One of the metaphors I hear most often, is that language learning is like building a house. Your words are the bricks and the grammar is the mortar holding it all together nicely. Happy days in your little self-made language house.
I don’t buy it. This would imply a number of things that are simply not true.
Which things you ask? Allow me.
1. Vocabulary and grammar practise are all you need
If this were true, based on the hours many have studied Latin, a lot more people should speak it fluently. Yet, despite having a bachelor in Latin, I definitely don’t, nor do my more proficient classmates (one classmate made a cool Latin version of Bastille’s Pompeii though, I’ll give her that).
To my knowledge, only this guy speaks Latin SO fluently him and his wife used to speak Latin when they didn’t want the children to overhear. (Am I the only one who now really wants to learn how to say things the children can’t hear in Latin?) To be able to use a language, you need to hear a language and you need to speak it.
2. You need to build one level before you proceed to the next
This is completely against the idea of ‘chunking’ where you pick up phrases or expressions in their entirety. Take the Dutch word ‘alstublieft’ (here you go/please). To fully understand this expression to the core, you need quite a bit of grammar. The expression is a shorthand for ‘als het u belieft’, which is a conditional sentences AND ‘belieft’ is a form of the rarely used verb ‘believen’ that is most often used in this exact construction. I think nobody would argue that you have to wait for the chapter on conditional sentences before you stop being a peasant and show some basic courtesy when you give or ask for something.
Now you might argue that small, regularly used expressions that mean ‘please’ or ‘thank you’ lose their grammatical meaning and can simply be studied as words. Fair enough. There are more examples.
Long before I could understand the grammar behind ‘we’re gonna go to a different room now’ in Japanese (as you can imagine, this was crucial information for me in Japanese class), I recognized the soundchunk of the teacher saying the phrase, combined with some gestures and everyone getting up and packing their bags.
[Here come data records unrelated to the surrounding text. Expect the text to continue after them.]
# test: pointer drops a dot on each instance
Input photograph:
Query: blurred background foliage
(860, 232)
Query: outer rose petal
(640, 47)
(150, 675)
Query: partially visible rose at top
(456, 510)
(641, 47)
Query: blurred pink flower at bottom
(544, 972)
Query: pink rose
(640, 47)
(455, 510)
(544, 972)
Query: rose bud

If you had asked me to repeat the sentence, I wouldn’t have had the foggiest idea where to begin, yet the teacher and I had communicated successfully in Japanese.
3. Once your foundation is alright, it’s rock solid!
If you’re really adamant about comparing language learning with building something, I’d suggest seeing it as an intricate game of Jenga where every so often a bit of knowledge gets pushed out and you have to give it a new place on top while you make sure your whole language tower doesn’t come crumbling down.
An example: as a kid you try to make sense of the things people around you are saying. You might pick up words like ‘made’ or ‘ate’ or ‘did’ because you hear them so often. Then, at a later stage of your language acquisition, you learned a cool new trick: when you talk about something that happened before, you simply add -ed to the verb (watched, learned, wanted, etc.). Easy as pie!
Yet, all of a sudden the adults around you start correcting you because you say ‘maded’, ‘eated’ and ‘doed’ instead of the correct versions above. You succesfully learned a new rule, but you now have to re-learn the exceptions. Especially to adults trying to learn English, ‘maded’ seems like a step backwards.
It isn’t. It shows a much bigger understanding of how English works than just mimicking what you hear. (Don’t say ‘maded’ though, it makes you sound like a goofball.)
So is it really not like building a house… at all?
All in all, I’m not big fan of comparing language learning with building a house. However, I’m all in favour of comparing language teaching with building a wall. It’s never a bad idea to build a wall of knowledge to protect yourself from the strong, biting winds of incomprehensible language coming at you fiercely (Japanese, I’m looking at you!).
Don’t overdo it though. All work and no play… In the words of a wise colleague of mine: playing scales will undoubtedly improve your guitar skills, but the best teachers let their students go home with a song that plays in their heads for days.